The therapy involves limiting the use of the 'good' arm

TUESDAY, Oct. 31, 2006 (HealthDay News) -- An intensified type of "forced-use" therapy for stroke patients, which involves restraining the "good" arm or hand, helps improve function in the "bad" arm or hand.

But the findings only apply to patients who had a stroke within the previous three to nine months, says a study in the Nov. 1 issue of the Journal of the American Medical Association.

"This application, in our opinion, is not intended for all patients," said Steven Wolf, study lead author and professor of rehabilitation medicine at Emory University School of Medicine in Atlanta.

"This is a therapy which still seems to be for a select segment of the population," added Dr. Ira Rashbaum, chief of stroke rehabilitation at New York University Medical Center in New York City. "This is not a type of therapy that is able to be applied across-the-board. This is for people who have a reasonable amount of preserved strength in the arm and hand."

For this select segment, however, the technique may be used immediately.

"What this demonstrates is that for up to 30 percent of the stroke population at least three-to-nine months post stroke, this intervention should be used to help them gain independent use of impaired upper extremity," Wolf said.

More than 730,000 Americans have a new or recurrent stroke each year. Some 566,000 of these people survive, and 85 percent of those have impairment of an upper extremity immediately after the stroke. Between 55 percent and 75 percent of survivors continue to experience upper extremity limitations three to six months later.

The new study, involving 222 stroke survivors, looked at forced use or constraint-induced movement therapy (CIMT). CIMT is different from forced-use therapy in that it uses one-on-one training and reinforcement.

Roughly half the study participants were randomly assigned to CIMT, in which they were required to wear a restraining mitt on the less-affected hand while engaging in repetitive tasks with the other hand for two weeks. The rest of the participants were assigned to usual care. All participants had suffered their stroke three to nine months prior to the study.

At the end of one year, the members of the CIMT group showed greater improvements than the control group in two different measures of function. For one measure, the CIMT group showed a 34 percent reduction in the time it took to complete a task with the impaired arm or hand. For the other measure, the CIMT group saw a 65 percent increase in the proportion of tasks they could perform with the partially paralyzed arm. People in the CIMT group also reported that they had less trouble with hand function. The differences persisted for a year.

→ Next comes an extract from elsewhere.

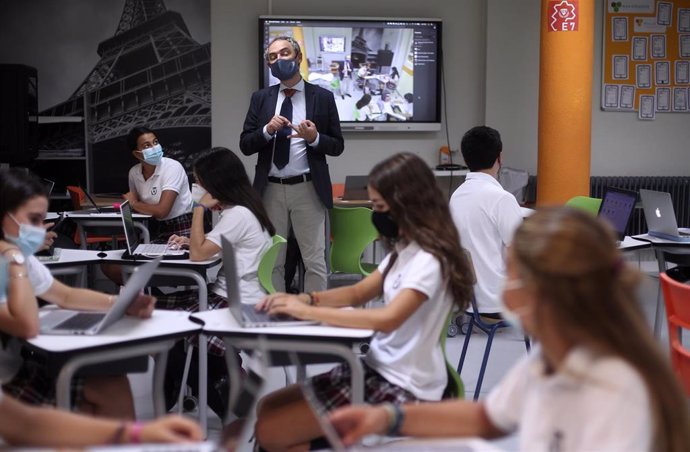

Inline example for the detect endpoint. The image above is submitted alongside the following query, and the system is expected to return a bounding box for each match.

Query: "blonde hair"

Wolf's group is now interested in studying when this therapy should be used -- sooner or later after the stroke? "The possibility of starting this earlier is very inviting because it doesn't look as if any adverse events will occur, and the plasticity of the brain might be greater sooner rather than later," he said. "The next study we want to do raises the bar to one-to-three months post-stroke."

It's also unclear what aspect of the therapy is providing the benefit, although it would appear that it's the intensity. That portion of the analysis is being completed, Wolf said.